From this result, the metabolite 4-Hydroxy-3-methoxybenzaldehyde exhibits a strong positive correlation with the microorganism k__Bacteria-p__Kiritimatiellaeota-c__Kiritimatiellae, characterized by a correlation coefficient of R = 0.996 and a P-value of 0.00174.
Canonical Correlation Analysis (CCA)
Canonical Correlation Analysis (CCA) is a multivariate statistical technique used to explore the relationships between two sets of variables. It extends the concept of correlation by not only assessing the linear relationships between two variable groups but also identifying and quantifying the patterns of association. CCA is particularly useful when researchers seek to understand how two different sets of measurements are related to one another. CCA involves first selecting differential metabolites and differentially abundant microorganisms based on correlation analysis results, specifically those with Spearman correlation coefficients |r| ≥ 0.8 and a significance level of P-value < 0.05. Subsequently, this filtered set of metabolites and microorganisms is subjected to CCA to explore their interrelationships.
The CCA can be achived using the “CCA Analysis” tool on the Metware Cloud platform. The process involves the following steps:
1. Prepare the data matrices for differential metabolites and microbiota.
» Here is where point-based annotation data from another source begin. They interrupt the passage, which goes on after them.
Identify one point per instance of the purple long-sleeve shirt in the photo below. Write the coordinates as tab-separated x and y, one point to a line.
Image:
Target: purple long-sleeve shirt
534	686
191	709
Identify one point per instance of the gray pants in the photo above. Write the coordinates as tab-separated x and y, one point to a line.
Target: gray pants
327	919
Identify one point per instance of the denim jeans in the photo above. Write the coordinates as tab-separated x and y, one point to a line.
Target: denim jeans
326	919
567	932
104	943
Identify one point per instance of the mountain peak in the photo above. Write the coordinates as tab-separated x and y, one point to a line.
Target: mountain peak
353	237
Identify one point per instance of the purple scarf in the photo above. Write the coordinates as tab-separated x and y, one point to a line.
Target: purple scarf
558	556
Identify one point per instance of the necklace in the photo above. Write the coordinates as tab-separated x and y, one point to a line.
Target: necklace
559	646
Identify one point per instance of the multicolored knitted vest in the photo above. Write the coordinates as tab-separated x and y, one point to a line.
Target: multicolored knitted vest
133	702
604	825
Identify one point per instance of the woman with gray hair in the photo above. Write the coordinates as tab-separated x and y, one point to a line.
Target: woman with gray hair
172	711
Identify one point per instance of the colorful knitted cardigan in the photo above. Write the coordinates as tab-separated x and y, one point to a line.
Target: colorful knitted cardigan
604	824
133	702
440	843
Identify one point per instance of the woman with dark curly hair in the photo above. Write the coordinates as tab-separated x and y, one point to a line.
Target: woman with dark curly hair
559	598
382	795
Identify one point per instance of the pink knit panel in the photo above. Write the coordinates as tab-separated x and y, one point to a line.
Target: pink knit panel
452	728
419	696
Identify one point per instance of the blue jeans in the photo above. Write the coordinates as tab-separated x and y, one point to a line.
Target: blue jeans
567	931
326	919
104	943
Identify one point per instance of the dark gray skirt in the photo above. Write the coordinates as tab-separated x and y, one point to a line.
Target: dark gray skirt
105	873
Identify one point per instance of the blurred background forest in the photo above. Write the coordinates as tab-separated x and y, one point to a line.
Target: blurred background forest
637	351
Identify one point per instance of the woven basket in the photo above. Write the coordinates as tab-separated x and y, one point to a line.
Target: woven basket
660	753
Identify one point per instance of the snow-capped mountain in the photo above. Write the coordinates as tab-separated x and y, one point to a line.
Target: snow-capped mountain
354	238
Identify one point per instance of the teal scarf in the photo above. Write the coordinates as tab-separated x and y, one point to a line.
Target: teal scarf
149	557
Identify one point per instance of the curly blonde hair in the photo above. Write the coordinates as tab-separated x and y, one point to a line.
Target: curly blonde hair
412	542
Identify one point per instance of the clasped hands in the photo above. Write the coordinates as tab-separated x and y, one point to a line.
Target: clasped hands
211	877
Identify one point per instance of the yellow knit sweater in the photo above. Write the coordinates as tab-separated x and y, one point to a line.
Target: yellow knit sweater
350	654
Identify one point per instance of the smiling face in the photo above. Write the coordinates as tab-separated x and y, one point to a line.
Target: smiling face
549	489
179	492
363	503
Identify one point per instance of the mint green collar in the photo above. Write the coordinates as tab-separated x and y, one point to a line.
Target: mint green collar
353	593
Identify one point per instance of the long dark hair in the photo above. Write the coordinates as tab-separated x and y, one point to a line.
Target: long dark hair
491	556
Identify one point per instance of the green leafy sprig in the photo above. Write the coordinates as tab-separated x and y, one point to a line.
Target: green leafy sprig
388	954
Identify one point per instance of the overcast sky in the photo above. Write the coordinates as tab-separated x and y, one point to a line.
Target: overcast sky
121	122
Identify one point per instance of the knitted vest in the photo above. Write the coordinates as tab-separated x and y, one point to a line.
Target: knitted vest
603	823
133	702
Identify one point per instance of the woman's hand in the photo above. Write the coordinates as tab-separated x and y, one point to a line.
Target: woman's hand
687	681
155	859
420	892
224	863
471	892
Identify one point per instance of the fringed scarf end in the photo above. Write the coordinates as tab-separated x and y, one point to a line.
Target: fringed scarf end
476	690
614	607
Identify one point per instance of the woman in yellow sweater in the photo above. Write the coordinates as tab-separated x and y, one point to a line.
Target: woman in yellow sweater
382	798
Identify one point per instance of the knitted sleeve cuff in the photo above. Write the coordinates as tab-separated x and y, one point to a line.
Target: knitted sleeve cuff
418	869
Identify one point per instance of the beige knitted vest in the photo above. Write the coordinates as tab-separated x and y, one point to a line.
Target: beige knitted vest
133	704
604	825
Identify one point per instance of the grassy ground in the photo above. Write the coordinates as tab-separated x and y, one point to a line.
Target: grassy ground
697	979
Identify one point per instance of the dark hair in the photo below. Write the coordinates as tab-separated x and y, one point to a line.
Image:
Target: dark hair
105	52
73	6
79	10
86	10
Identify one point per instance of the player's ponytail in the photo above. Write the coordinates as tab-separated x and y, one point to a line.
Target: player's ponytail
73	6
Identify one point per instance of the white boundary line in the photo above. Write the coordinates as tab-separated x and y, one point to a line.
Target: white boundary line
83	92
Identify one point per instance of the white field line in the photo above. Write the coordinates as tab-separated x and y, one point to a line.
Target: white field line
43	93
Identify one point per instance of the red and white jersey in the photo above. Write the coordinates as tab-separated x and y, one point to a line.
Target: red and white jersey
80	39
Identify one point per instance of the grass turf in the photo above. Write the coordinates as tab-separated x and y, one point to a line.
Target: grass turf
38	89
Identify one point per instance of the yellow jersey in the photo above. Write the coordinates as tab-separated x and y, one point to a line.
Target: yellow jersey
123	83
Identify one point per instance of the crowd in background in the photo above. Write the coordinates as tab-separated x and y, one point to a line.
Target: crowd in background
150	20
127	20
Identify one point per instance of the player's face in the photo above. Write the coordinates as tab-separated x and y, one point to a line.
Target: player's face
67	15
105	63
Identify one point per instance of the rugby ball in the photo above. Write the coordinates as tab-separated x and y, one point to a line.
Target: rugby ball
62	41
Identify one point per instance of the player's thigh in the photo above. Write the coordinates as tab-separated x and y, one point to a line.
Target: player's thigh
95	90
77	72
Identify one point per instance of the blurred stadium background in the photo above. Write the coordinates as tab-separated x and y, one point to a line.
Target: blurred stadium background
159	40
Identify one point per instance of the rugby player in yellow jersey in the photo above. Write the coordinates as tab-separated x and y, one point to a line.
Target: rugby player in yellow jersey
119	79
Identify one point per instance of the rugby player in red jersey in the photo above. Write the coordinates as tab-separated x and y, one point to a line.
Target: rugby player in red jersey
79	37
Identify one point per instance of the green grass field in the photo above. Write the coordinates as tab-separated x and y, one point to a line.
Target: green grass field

2. Upload the two datasets to the tool.
3. Upload the sample grouping information of the datasets
4. Set the necessary parameters, such as the VIF threshold and analysis type.
5. Click "Submit" to initiate the analysis, and the results will be available under "My Analysis."
The results will display a CCA figure as below. In the diagram, orange represents metabolites and blue represents microorganisms. The figure is divided into four quadrants by two axes. Within the same quadrant, the farther a point is from the origin, the closer the relationship between the variables, indicating a higher canonical correlation.
Correlation Chord Diagram
A correlation chord diagram is a powerful visualization tool used to represent relationships between multiple variables in a visually appealing and informative manner. It is particularly useful for illustrating the correlation coefficients among a set of variables, allowing for the identification of both positive and negative associations at a glance. The diagram consists of circular arcs (or chords) that connect different variables, with each arc's width and color representing the strength and direction of the correlation. Positive correlations are typically indicated by one color (e.g., red), while negative correlations may be represented by another color (e.g., blue).
The correlation chord diagram can be generated using the “Advanced Chord Chart” tool on the Metware Cloud platform. The process involves the following steps:
1. Prepare the data matrices for differential metabolites and microbiota.
2. Upload the two datasets to the tool.
3. Set the necessary parameters, such as the p-value threshold, correlation coefficient threshold, and the correlation method.
4. Click "Submit" to initiate the analysis, and the results will be available under "My Analysis."
The results will display a correlation chord diagram as below:
From the results, it indicates that microorganisms k__Archaea-p__Euryarchaeota-c__Methanobacteria and k__Bacteria-p__Acidobacteria-c__Holophagae exhibit a negative correlation with metabolite 5-oxoETE.